Think Goldilocks is just about getting the porridge and the beds and the chairs just right, and avoiding the three bears? Think again.
Goldilocks is also about payments.
To put it another way, the theme of the fairy tale applies to the transactional world in which we live — getting it all just right and in balance, a crucial concept when it comes to the consumer experience and security in card-not-present (CNP) transactions.
So opened a May webinar moderated by PYMNTS’ Karen Webster and featuring CA Technologies’ Vice President of Payment Security Strategy, James Rendell, and Vice President of Data Science, Paul Dulany.
“Consumers want to be Goldilocks,” said Webster, “getting the experience that they want, not too hard and friction-free.” Issuers and merchants are tasked with a way to do that — not so hard that they have to decline good customers or too easy that the fraudsters have a wide berth.
Against that backdrop, the two CA Technologies executives discussed the evolution of CA Technologies’ own Transaction Manager and Risk Analytics Network and its 3D Secure protocol engine.
It’s no secret that eCommerce is growing rapidly. The industry is slated to be at $3.6 trillion by 2019, noted James Rendell. There will be 2.9 billion smartphones by 2020, when 50 percent of transactions will be done via mobile.
Amid all this embrace of mobile commerce, half of all chargebacks come from the online channel, and the cost for online retailers tied to fraud is 8.6 percent of revenues. The key is to harness those mobile trends, Rendell said, offering up the 3D Secure 2.0 protocol as a way to promote eCommerce-specific data than might be typical in the payment authorization and cardholder authentication processes.
At a high level, the information conveyed includes the user, the merchant, the goods description and the device being used for the transaction.
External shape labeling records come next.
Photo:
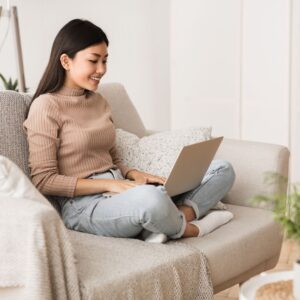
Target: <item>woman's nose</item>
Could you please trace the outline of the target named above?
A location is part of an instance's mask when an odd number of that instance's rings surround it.
[[[103,75],[106,72],[106,65],[103,63],[98,64],[97,73]]]

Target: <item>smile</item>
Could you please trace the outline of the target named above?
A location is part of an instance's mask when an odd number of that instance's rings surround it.
[[[91,77],[91,79],[100,81],[100,77]]]

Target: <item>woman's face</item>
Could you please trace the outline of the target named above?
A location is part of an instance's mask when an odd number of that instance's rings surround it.
[[[66,70],[65,85],[95,91],[106,73],[107,56],[104,42],[78,51],[73,59],[63,54],[61,63]]]

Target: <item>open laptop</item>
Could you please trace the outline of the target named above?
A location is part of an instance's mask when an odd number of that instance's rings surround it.
[[[200,185],[222,140],[223,137],[217,137],[182,148],[164,184],[170,197],[185,193]],[[114,194],[117,193],[103,193],[103,195]]]
[[[195,143],[182,148],[164,186],[170,197],[200,185],[223,137]]]

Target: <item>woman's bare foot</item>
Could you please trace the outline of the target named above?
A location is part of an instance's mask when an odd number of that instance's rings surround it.
[[[190,221],[193,221],[196,219],[196,214],[192,207],[186,206],[186,205],[178,205],[177,207],[180,211],[183,212],[187,222],[190,222]]]
[[[199,228],[194,224],[186,223],[185,231],[182,237],[196,237],[199,236]]]

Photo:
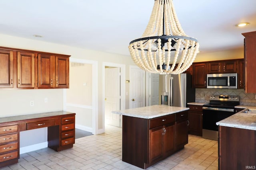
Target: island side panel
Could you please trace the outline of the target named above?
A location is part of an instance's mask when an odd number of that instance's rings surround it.
[[[256,166],[256,131],[219,126],[219,135],[220,170]]]
[[[122,160],[143,169],[148,161],[148,120],[123,115]]]

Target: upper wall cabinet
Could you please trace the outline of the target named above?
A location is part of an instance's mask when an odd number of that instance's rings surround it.
[[[206,63],[194,63],[193,66],[193,86],[195,88],[206,88]]]
[[[13,87],[12,51],[0,49],[0,88]]]
[[[68,57],[38,54],[38,88],[68,88]]]
[[[256,93],[256,31],[242,33],[244,39],[245,92]]]
[[[35,54],[17,52],[17,87],[35,87]]]
[[[208,63],[209,74],[236,72],[237,61],[236,60],[211,62]]]
[[[68,88],[70,57],[0,47],[0,88]]]

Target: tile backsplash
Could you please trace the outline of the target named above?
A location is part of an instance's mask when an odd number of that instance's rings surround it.
[[[211,95],[231,95],[240,96],[240,105],[256,106],[256,94],[245,93],[243,89],[196,89],[196,102],[208,103]]]

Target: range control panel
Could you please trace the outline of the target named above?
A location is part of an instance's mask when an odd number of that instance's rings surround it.
[[[228,95],[212,95],[210,96],[209,99],[210,100],[239,102],[239,96]]]

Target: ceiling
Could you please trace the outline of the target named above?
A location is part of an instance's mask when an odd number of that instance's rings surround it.
[[[186,33],[207,52],[240,47],[256,30],[255,0],[174,0]],[[0,1],[0,34],[129,55],[147,25],[154,0]],[[244,27],[239,22],[251,24]],[[42,35],[36,37],[34,35]]]

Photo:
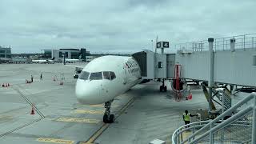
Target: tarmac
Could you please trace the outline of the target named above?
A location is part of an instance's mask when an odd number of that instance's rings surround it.
[[[165,93],[152,82],[117,97],[116,120],[104,124],[103,105],[78,102],[74,72],[62,64],[1,64],[0,84],[10,86],[0,87],[0,143],[170,143],[172,133],[184,125],[185,110],[208,108],[202,90],[191,90],[192,100],[176,102],[169,82]],[[34,82],[26,83],[31,74]]]

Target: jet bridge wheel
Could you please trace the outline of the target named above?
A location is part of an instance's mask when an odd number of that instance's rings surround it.
[[[160,92],[162,92],[162,91],[166,92],[167,86],[160,86]]]

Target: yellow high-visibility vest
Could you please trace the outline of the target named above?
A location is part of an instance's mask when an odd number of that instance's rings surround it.
[[[184,121],[190,121],[190,113],[188,113],[187,114],[186,114],[186,113],[183,113],[183,115],[184,115]]]

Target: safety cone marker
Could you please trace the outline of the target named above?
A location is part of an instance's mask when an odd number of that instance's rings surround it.
[[[34,106],[32,106],[32,110],[30,114],[34,114]]]

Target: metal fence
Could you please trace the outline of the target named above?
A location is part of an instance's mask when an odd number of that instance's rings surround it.
[[[225,118],[230,114],[233,115]],[[212,121],[178,128],[173,134],[172,142],[256,144],[256,93],[250,94]]]
[[[237,35],[214,38],[214,50],[230,50],[230,39],[235,39],[235,49],[244,50],[255,49],[256,34]],[[209,50],[208,40],[197,41],[192,42],[179,43],[171,46],[175,50],[192,50],[193,51],[207,51]]]

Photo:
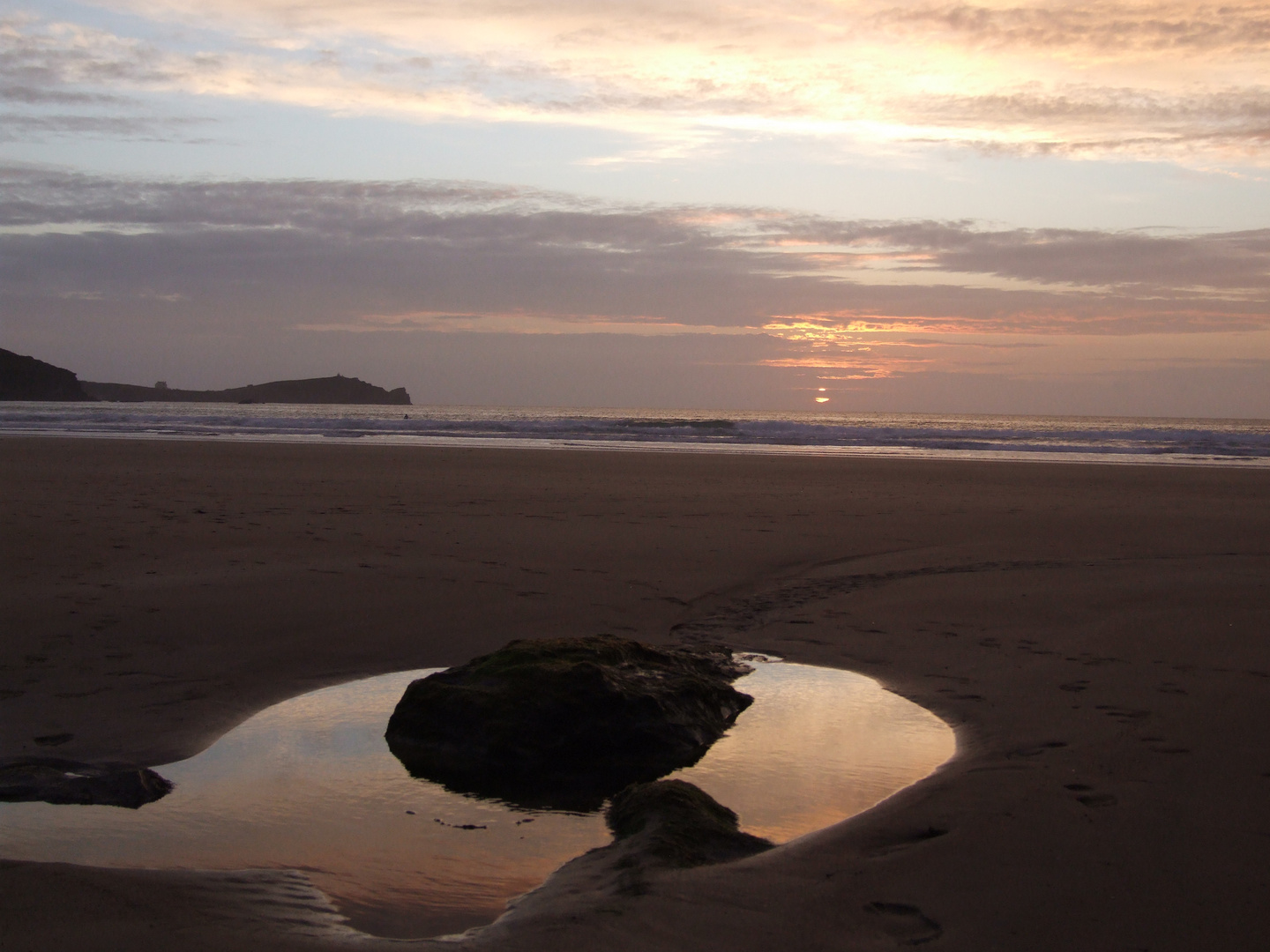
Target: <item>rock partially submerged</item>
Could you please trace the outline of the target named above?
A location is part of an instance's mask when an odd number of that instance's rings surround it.
[[[771,840],[742,833],[737,814],[685,781],[627,787],[613,797],[605,821],[618,843],[639,840],[639,852],[679,868],[725,863],[772,848]]]
[[[168,796],[171,781],[135,764],[81,764],[57,758],[0,763],[0,802],[80,803],[136,810]]]
[[[598,810],[691,767],[752,702],[725,647],[610,636],[513,641],[414,682],[389,748],[415,777],[507,802]]]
Recognizing the device and patterns of usage, he said, turns out to be useful tools and effective predictors of potential fraud in an eCommerce environment.
Against this backdrop, there is a balancing act between customer acceptance, fraud prevention and operational costs. Balance is the only way to boost card revenue.
“You have the option to challenge the cardholder,” said Rendell, if it is suspected that the transaction might be an unusual one for that consumer. This may result, for example, in sending a one-time use code that must be presented by the would-be consumer.
Challenging every transaction, or challenging them even frequently, of course, tips the balance toward caution. But given the insight into devices and the global consortium of issuer networks, it isn’t necessary to challenge every transaction, and so the focus can lean toward making the shopping experience optimal for consumers.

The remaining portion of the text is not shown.